Die Nachbildung des Forschungsreaktors mit 800 Uranwürfeln bildet das Zentrum des Atomkeller-Museums. Foto: Ludewig

In Haigerloch wurde 1945 ein Stück deutscher Atomforschungsgeschichte geschrieben. Forscher arbeiteten mit einfachsten Mitteln an der Kernspaltung.

Haigerloch - Was passierte in dem Keller des Schwanen genau? Wir geben einen Überblick über interessante Fakten und Fragen zum Haigerlocher Atomkeller.

Warum gibt es in Haigerloch ein Museum zur Atomforschung?

Immer wieder kamen interessierte Fachleute nach Haigerloch und wollten wissen, was die deutschen Kernforscher zu Ende des Zweiten Weltkrieges dort gemacht haben. Sie fanden aber nichts als einen alten Bretterverschlag vor. Also entstand die Idee, im Felsenkeller unter der Schlosskirche – wo der Kernforschungsreaktor des deutschen Uranprojektes gestanden hatte – ein Museum einzurichten. Die Stadt kaufte vom Wirt des "Schwanen" den alten Keller, in dem einst Bier zur Kühlung gelagert wurde. So wurde er zum Teil deutscher Geschichte.

Von der Idee zur Realisierung

Der damalige Haigerlocher Bürgermeister Roland Trojan nahm Kontakt auf mit dem Atomphysiker Karl Wirtz, der 1938 Teilnehmer am deutschen Uranforschungsprojekt beteiligt war und nach dem Zweiten Weltkrieg das Kernforschungszentrum in Karlsruhe mitbegründete. Wirtz lieferte die historischen Details und Dokumente und war maßgeblich an der Gestaltung der ersten Schautafeln für das neue Atomkeller-Museum beteiligt.
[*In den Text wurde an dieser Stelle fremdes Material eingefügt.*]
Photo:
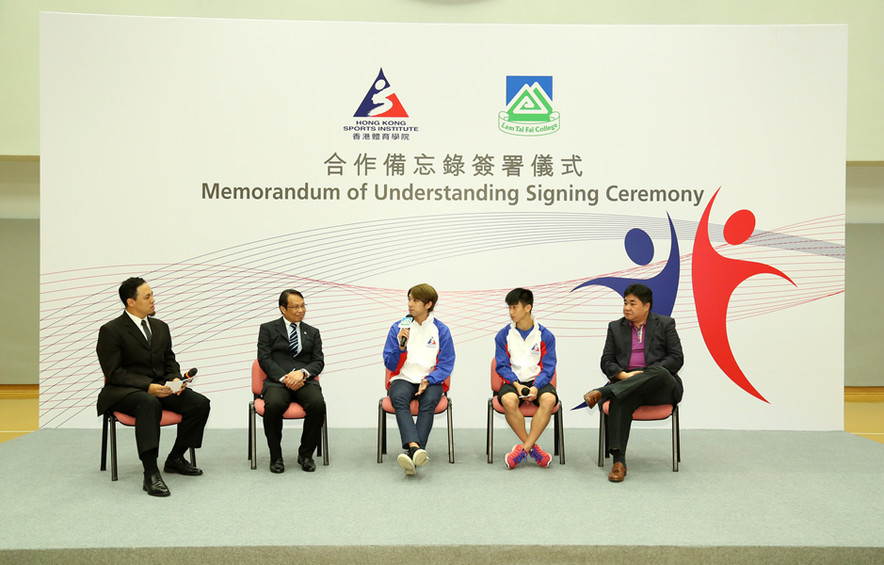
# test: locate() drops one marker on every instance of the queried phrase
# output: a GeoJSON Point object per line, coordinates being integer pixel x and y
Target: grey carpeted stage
{"type": "Point", "coordinates": [739, 497]}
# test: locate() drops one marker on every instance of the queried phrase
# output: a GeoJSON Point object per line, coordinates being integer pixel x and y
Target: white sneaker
{"type": "Point", "coordinates": [421, 458]}
{"type": "Point", "coordinates": [406, 463]}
Am 16. Mai 1980 wurde das Museum schließlich eröffnet.

Wo hat man die ganzen Ausstellungsgegenstände herbekommen?

Kernstück und augenfälligstes Ausstellungsstück ist natürlich der Nachbau des eigentlichen Reaktors mit seinen an Ketten aufgehängten 800 Uranwürfel (übrigens keine echten). Aber das Museum hat noch einige Highlights mehr zu bieten. So übernahm 1983 Egidius Fechter die Betreuung des Museums. Er fuhr gleich ins Deutsche Museum nach München und baute anhand von Skizzen und Fotos den Experimentiertisch von Otto Hahn nach. Interessant für Kinder: An einem Strahlentisch lassen sich mit einem Geigerzähler die Radioaktivität schwach strahlender Gegenstände messen. Auch das Modell eines modernen Atommeilers kann man sich ansehen.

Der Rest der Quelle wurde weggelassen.